Following this minor dig, Sanchez kept his response brief, failing to commit to the pledge and stating that he had raised money from other sectors.

Sanchez put Elugardo in the hot seat by quizzing her on ear marks in the budget. But before she could present her answer, Sanchez interrupted Elugardo and Sullivan allowed her to reset her response time, prompting her supporters to take up the hashtag #reclaiminghertime on social media.

Finally, Elugardo said she would support this method of allocating funds, but “that cannot be our model for social change and for social justice.”

In his closing statement, Sanchez spoke of his pride in serving the community, as well as the importance of continuing advancement in educational opportunities and health care. “There’s so much to do and I want to do it with you,” he said.

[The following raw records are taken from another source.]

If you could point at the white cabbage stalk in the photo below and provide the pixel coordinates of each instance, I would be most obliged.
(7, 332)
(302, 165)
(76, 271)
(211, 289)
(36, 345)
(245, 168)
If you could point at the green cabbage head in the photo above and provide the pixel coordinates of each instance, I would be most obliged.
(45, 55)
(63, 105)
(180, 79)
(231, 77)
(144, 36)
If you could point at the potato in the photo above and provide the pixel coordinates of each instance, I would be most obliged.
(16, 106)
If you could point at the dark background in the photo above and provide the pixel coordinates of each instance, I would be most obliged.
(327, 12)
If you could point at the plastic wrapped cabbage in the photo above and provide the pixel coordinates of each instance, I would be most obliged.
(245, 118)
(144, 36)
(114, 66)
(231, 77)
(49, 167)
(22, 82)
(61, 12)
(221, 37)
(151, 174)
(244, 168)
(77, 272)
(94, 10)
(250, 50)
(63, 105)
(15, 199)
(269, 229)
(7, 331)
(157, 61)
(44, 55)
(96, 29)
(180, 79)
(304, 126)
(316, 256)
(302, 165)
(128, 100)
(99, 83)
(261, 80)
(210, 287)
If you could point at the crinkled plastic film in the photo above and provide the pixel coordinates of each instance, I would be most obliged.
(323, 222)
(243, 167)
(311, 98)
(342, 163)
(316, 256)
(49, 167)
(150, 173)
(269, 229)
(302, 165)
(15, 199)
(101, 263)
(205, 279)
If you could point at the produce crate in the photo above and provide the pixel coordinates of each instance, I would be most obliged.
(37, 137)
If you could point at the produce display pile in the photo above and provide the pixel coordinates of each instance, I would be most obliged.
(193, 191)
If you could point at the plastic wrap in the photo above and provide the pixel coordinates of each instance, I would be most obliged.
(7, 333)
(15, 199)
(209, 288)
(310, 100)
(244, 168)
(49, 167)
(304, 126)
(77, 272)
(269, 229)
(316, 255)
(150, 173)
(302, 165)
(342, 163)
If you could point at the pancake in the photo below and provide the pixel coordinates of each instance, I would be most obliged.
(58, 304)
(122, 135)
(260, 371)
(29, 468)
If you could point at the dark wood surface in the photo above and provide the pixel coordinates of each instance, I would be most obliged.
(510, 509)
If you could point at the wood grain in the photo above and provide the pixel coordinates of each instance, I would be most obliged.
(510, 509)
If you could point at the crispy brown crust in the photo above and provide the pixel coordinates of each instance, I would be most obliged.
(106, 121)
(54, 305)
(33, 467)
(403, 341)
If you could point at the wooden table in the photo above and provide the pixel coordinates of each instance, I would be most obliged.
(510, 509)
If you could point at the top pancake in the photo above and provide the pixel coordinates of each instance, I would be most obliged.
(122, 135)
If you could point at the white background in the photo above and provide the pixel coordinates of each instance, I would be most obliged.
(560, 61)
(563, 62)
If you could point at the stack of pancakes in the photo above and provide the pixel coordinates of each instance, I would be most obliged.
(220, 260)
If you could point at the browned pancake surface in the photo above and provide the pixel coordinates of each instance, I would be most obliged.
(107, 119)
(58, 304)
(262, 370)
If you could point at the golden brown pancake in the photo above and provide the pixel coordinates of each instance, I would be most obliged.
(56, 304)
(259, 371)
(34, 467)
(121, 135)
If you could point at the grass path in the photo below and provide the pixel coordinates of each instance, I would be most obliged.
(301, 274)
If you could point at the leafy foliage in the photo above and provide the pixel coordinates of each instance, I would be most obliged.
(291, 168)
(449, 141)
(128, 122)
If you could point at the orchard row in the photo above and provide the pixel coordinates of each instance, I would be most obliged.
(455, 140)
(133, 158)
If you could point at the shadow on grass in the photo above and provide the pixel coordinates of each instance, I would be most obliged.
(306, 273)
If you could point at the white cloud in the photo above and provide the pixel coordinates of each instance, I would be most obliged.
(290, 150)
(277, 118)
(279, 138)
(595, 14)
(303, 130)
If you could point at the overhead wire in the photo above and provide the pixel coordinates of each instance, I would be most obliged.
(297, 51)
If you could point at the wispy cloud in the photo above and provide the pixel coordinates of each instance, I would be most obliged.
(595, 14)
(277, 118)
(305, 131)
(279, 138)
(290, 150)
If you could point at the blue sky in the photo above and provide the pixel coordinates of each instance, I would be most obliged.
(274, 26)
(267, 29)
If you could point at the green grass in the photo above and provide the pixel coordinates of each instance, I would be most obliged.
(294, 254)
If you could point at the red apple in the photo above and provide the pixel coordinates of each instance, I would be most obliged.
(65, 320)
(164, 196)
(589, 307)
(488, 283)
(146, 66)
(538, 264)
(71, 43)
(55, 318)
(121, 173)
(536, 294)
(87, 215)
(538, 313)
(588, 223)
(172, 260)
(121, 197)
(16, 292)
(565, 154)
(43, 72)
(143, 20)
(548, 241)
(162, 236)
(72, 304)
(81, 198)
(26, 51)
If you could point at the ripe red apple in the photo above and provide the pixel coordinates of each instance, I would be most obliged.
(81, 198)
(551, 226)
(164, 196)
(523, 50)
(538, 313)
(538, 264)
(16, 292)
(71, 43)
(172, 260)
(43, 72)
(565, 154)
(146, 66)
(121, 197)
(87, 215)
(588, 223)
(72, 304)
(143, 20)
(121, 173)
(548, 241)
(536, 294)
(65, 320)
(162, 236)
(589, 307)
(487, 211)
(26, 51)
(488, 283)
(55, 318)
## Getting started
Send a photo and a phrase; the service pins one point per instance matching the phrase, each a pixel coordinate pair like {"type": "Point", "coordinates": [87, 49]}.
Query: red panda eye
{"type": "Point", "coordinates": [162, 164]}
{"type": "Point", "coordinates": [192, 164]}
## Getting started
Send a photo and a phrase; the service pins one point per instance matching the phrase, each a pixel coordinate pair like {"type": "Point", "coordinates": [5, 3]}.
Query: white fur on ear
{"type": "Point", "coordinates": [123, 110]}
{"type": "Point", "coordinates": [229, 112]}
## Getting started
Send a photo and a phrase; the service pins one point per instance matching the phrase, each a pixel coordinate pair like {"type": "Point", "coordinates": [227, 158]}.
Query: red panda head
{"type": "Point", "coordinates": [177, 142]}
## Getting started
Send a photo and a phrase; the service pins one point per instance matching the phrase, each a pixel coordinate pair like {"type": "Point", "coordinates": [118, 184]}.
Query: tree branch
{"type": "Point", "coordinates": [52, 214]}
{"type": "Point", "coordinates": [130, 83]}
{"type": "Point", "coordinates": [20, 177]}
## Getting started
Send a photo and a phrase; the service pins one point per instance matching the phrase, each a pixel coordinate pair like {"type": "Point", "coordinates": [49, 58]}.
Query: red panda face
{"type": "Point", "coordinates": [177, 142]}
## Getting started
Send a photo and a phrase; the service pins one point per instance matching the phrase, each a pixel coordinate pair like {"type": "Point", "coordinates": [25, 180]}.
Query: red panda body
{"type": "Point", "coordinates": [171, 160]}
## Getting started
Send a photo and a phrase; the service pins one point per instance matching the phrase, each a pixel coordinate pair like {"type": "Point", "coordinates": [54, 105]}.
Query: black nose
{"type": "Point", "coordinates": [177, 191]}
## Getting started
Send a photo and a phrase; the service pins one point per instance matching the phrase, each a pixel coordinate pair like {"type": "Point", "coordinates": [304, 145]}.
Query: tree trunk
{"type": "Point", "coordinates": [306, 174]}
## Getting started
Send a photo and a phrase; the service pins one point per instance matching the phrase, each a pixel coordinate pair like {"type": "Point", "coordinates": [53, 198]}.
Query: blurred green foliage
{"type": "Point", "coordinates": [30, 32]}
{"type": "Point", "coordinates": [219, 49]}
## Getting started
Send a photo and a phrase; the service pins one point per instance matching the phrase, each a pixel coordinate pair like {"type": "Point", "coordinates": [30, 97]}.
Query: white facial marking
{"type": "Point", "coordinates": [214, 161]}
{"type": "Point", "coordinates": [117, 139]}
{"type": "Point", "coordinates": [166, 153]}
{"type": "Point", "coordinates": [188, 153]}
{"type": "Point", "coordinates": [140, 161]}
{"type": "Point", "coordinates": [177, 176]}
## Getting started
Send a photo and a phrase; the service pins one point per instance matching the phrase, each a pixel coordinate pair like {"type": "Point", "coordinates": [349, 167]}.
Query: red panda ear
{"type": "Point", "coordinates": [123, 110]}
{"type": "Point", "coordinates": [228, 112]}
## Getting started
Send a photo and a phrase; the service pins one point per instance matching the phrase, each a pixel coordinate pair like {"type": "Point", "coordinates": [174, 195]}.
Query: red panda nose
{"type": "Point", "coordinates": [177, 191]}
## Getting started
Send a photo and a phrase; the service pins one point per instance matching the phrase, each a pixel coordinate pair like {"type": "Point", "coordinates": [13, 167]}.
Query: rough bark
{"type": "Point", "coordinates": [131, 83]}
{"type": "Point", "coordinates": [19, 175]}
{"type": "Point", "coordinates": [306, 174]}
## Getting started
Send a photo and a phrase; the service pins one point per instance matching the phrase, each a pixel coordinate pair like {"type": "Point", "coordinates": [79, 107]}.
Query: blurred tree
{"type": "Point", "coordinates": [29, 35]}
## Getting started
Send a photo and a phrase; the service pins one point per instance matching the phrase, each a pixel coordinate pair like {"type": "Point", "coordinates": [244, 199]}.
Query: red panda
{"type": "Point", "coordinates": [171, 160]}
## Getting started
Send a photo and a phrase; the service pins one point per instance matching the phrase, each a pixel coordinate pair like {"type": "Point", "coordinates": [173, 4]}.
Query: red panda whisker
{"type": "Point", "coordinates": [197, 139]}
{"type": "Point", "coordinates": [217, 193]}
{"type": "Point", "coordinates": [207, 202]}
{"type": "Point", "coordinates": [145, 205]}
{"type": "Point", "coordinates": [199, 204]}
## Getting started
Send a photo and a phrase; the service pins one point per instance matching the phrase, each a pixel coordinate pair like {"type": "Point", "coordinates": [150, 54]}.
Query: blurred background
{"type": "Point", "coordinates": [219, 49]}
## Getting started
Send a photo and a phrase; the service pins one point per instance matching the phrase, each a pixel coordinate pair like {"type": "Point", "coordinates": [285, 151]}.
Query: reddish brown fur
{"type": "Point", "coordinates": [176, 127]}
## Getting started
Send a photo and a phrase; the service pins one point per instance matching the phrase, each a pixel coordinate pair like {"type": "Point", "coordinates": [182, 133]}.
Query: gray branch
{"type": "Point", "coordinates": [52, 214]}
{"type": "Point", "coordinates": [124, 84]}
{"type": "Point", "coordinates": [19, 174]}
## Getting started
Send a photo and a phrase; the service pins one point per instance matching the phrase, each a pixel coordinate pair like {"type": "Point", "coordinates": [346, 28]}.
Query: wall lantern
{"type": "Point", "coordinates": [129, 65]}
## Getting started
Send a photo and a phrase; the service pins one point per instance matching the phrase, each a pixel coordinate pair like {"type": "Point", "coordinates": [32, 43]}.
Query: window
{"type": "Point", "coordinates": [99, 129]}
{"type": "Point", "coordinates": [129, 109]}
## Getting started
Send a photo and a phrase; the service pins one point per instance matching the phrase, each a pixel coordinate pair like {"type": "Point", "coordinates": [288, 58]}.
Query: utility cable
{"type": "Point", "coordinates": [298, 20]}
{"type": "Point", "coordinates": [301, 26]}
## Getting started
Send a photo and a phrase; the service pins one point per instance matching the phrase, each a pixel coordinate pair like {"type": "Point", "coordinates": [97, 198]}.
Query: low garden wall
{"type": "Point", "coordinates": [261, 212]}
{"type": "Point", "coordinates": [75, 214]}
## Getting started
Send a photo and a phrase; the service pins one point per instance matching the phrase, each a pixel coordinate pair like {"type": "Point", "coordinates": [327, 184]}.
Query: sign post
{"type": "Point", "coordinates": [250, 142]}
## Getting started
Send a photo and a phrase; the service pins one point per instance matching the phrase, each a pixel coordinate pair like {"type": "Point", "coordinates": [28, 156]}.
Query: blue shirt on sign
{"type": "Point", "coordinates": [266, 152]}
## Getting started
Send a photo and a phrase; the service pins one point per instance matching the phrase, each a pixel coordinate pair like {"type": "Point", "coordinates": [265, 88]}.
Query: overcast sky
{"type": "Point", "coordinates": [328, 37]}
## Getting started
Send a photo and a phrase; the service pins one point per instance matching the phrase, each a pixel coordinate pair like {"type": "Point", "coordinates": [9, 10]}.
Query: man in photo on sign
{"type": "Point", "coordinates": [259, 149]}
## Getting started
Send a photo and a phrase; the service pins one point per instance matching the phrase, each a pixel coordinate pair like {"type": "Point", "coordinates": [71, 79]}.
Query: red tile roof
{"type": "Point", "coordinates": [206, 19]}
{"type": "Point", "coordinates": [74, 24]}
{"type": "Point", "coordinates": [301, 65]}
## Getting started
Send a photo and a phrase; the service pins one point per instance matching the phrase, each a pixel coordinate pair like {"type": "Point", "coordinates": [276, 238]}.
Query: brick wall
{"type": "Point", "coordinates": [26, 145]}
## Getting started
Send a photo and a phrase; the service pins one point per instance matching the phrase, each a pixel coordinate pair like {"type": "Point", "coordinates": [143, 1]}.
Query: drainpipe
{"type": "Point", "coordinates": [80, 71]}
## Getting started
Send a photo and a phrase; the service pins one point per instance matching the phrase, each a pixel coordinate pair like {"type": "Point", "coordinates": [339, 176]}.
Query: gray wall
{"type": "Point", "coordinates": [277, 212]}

Elugardo used her closing remarks to recall the state’s progressive historical legacy, particularly in the areas of education, transportation and health care. But, she said, voters should strive to make Massachusetts a home for progressive politics once more.

“I want to be your voice that is doing the lobbying just as loud inside the offices,” she said.

With the primary set for Sept. 4, Sanchez and Elugardo have just eight weeks to convince residents, that they are the true progressive voice of the 15th Suffolk District, fit to represent them in the state House.